Thursday, March 4, 2010

Five Days in Marrakech


I am in Marrakech.




My job holding a sign with the cart-pushers in Essaouira was evolving into a career I did not want, so I left.



There is an easy atmosphere here that I have not felt in Agadir, Taghazout, or Essaouira. It is the feeling of leaving the countryside and entering the city.



I have found this place conducive for connecting with Moroccan Arabic.



The first night into the city, the shoes fell from my bag and were lost.



I witnessed a matron’s brawl. The participants were thick women with babies strapped loosely to their backs.



A child hung limply in the colored-cloth strap while the mother yelled and struck out at the other mothers. Everyone in the fight had a baby attached.



Throughout the night, a constant stream of mothers with their babies ran towards the alley to join the battle.



The souks are a winding maze of shops.
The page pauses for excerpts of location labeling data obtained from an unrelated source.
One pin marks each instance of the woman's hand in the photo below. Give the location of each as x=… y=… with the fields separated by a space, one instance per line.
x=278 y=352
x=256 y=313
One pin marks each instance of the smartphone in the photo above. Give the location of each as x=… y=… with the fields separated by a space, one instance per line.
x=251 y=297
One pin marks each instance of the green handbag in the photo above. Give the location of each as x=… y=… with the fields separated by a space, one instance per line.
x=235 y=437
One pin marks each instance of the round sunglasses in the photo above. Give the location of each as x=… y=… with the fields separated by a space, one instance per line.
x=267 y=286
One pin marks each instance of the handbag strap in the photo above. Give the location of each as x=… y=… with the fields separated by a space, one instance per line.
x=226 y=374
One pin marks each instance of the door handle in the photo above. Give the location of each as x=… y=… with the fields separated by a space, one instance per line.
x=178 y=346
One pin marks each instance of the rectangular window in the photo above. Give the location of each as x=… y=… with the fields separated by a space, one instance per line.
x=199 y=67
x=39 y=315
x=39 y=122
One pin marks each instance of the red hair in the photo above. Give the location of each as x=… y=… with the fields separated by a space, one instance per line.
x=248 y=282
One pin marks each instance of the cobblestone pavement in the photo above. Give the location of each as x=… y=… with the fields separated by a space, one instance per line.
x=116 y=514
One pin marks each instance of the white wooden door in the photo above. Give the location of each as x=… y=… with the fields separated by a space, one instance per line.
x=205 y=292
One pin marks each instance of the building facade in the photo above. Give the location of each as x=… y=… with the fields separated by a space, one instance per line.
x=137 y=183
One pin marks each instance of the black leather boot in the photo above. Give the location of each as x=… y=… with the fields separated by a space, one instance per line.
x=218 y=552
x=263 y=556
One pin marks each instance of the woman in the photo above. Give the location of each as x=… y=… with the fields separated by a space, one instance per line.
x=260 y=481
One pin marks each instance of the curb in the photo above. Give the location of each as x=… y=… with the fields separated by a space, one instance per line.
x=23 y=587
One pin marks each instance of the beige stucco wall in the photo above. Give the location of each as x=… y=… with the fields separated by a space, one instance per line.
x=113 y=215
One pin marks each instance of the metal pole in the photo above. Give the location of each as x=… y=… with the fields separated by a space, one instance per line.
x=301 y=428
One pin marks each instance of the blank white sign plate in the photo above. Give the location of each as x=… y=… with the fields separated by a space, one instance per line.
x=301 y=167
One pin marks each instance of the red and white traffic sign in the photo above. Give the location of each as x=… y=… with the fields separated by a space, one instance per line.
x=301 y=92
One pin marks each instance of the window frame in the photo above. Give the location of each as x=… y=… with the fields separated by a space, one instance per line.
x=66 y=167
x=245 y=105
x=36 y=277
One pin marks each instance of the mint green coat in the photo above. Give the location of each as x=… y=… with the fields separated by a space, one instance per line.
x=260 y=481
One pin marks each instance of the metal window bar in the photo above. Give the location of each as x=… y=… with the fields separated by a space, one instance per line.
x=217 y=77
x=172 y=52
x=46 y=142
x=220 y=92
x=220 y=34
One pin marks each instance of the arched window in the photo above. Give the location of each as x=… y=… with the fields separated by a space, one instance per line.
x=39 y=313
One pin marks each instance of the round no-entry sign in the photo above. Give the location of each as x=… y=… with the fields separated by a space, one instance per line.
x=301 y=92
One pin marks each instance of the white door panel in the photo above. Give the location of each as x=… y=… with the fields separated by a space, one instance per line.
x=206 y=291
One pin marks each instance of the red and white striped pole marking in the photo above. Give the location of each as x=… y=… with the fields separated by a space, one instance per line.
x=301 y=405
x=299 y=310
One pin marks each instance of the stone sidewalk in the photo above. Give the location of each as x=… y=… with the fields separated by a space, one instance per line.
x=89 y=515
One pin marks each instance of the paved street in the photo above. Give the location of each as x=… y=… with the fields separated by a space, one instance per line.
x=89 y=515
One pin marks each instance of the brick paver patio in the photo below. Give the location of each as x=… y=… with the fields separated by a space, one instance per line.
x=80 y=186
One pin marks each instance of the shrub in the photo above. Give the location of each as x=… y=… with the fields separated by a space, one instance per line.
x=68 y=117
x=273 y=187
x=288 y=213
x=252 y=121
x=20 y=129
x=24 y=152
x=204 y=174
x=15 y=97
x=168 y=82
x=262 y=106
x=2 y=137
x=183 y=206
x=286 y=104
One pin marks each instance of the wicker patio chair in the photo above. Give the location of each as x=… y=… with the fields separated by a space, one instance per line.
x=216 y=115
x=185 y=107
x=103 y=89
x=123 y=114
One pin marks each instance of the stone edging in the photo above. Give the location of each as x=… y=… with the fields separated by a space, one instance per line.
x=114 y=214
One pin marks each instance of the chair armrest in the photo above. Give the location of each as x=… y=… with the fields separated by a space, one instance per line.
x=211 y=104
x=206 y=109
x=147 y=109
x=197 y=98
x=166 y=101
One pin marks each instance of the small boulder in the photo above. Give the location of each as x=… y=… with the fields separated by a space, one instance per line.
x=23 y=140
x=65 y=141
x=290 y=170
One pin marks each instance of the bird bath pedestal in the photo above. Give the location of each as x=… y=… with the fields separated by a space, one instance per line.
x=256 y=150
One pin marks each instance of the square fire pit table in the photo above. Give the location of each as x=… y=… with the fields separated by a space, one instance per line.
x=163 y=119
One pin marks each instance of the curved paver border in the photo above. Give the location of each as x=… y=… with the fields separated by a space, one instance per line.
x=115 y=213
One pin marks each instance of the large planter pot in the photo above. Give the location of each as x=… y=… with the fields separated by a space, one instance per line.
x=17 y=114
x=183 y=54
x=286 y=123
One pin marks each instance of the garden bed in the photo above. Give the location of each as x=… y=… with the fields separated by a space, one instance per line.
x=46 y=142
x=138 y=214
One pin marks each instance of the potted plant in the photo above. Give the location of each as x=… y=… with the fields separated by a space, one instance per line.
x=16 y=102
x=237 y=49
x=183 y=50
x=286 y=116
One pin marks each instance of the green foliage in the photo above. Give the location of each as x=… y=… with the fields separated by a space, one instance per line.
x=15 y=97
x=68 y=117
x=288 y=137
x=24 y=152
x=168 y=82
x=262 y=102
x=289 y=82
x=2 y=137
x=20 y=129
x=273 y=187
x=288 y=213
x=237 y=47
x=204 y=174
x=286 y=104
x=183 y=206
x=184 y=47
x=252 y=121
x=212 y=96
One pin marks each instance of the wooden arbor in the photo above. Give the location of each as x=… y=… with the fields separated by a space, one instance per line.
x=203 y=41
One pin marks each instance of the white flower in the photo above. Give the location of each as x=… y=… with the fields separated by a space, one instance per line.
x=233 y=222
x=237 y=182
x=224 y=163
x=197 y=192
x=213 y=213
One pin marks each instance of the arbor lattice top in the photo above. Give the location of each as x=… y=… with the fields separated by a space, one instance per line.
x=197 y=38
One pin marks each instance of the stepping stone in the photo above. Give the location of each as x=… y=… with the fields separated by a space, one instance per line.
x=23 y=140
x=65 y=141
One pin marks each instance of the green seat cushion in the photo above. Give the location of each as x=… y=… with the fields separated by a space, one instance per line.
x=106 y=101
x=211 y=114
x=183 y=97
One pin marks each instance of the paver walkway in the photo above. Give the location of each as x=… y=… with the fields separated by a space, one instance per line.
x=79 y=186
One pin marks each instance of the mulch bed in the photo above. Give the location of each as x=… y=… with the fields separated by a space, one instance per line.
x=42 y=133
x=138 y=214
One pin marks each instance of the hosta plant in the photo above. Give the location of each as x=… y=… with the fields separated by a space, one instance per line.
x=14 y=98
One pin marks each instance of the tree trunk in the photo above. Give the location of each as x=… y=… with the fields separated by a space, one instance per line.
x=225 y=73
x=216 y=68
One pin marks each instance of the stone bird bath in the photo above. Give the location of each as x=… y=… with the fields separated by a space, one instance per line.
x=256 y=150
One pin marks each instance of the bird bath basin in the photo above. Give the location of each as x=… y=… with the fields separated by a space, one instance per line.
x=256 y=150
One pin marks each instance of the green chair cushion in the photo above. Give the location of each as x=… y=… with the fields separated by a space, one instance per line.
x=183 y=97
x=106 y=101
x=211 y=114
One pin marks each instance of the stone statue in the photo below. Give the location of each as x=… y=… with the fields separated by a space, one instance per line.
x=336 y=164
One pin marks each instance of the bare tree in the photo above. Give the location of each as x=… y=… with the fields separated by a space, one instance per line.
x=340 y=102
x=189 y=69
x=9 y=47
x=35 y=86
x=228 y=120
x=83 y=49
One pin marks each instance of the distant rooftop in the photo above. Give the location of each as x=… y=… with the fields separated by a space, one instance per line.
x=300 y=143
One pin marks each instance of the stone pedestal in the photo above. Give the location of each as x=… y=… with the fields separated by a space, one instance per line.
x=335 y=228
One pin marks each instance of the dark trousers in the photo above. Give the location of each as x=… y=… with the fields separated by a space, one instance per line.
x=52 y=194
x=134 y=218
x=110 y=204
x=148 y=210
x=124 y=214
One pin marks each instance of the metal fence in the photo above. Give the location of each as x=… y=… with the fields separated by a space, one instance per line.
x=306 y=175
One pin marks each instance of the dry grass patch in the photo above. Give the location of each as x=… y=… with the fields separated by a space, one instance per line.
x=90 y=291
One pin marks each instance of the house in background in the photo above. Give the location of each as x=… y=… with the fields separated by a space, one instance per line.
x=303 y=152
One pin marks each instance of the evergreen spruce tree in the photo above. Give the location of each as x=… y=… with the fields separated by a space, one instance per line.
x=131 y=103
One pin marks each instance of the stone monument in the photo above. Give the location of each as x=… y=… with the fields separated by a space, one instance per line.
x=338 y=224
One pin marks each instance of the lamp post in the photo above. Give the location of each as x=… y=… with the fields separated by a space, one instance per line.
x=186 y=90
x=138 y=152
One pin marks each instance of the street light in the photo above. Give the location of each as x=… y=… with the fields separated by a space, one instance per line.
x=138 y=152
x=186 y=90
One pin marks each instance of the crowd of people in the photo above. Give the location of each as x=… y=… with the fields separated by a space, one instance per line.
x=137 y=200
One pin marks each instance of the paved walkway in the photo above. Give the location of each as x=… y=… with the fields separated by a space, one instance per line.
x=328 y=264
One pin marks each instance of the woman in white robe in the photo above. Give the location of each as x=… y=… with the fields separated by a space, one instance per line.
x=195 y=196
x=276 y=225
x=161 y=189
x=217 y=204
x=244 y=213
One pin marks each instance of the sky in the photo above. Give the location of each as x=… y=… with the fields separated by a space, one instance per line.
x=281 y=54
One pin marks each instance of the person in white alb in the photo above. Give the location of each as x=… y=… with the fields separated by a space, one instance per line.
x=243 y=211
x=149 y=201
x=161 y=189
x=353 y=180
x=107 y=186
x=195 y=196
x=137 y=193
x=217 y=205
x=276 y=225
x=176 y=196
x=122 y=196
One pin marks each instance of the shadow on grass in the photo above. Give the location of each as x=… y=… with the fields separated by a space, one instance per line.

The people smile when I speak Arabic words.

I know enough Arabic words now to politely tell them to fuck off. There is a phrase, “may God make it easy on you.” It is a phrase to use with beggars. I use it often. The people go away with a smile.
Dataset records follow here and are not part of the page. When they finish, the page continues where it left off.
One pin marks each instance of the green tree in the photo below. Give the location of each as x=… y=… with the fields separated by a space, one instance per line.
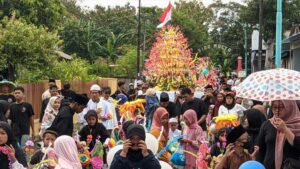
x=25 y=45
x=39 y=12
x=76 y=69
x=127 y=63
x=110 y=50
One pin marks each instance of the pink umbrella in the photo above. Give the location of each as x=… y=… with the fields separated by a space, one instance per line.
x=269 y=85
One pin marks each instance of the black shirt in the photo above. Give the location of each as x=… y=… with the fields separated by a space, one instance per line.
x=43 y=108
x=208 y=100
x=97 y=131
x=171 y=108
x=199 y=107
x=20 y=114
x=119 y=92
x=63 y=122
x=266 y=143
x=8 y=97
x=37 y=157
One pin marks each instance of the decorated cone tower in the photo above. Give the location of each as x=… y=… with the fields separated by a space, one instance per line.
x=170 y=63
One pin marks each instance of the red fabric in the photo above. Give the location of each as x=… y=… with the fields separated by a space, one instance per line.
x=292 y=120
x=156 y=123
x=167 y=10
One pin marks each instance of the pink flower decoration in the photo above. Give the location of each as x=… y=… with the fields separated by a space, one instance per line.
x=29 y=143
x=218 y=144
x=97 y=163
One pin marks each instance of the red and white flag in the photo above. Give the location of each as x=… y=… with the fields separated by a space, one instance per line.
x=166 y=16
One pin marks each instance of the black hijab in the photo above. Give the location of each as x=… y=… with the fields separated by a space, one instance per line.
x=135 y=129
x=255 y=120
x=229 y=106
x=4 y=105
x=20 y=156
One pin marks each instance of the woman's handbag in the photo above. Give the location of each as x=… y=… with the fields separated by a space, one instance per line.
x=291 y=163
x=178 y=158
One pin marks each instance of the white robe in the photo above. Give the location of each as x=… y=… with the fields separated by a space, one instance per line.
x=237 y=110
x=91 y=105
x=107 y=107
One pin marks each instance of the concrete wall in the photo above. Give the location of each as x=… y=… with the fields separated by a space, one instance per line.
x=296 y=59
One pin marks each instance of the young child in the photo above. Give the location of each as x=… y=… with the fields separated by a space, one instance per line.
x=210 y=114
x=220 y=143
x=49 y=136
x=66 y=153
x=11 y=156
x=93 y=131
x=192 y=141
x=235 y=154
x=51 y=112
x=173 y=132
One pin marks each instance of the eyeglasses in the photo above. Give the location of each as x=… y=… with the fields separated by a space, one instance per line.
x=277 y=108
x=185 y=96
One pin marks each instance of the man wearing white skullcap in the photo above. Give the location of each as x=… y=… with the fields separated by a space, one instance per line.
x=95 y=93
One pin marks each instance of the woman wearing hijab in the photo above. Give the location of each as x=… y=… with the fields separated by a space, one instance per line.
x=230 y=107
x=4 y=106
x=219 y=101
x=51 y=112
x=66 y=152
x=252 y=122
x=279 y=137
x=160 y=129
x=135 y=154
x=15 y=155
x=193 y=139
I know enough Arabic words to make friends. I sit with a carpet vendor who shows me a rap video on his iPhone. I tell the people that I enjoy their country and that it is an honor to meet them. They smile as if I am the first American to speak with them. I am ambivalent about being the first American to speak Moroccan Arabic with these people.



In the souk, a man dyes sheets of cloth Berber blue, using a big black vat of indigo liquid. He offers to dye my hair. I agree, and he is surprisingly delicate as he rubs the blue water in my hair. Maybe he offers this to every passing tourist, but I am the first to accept his offer.



I learn that Berbers refer to themselves as, “Tamazight.” Who decided they are Berbers?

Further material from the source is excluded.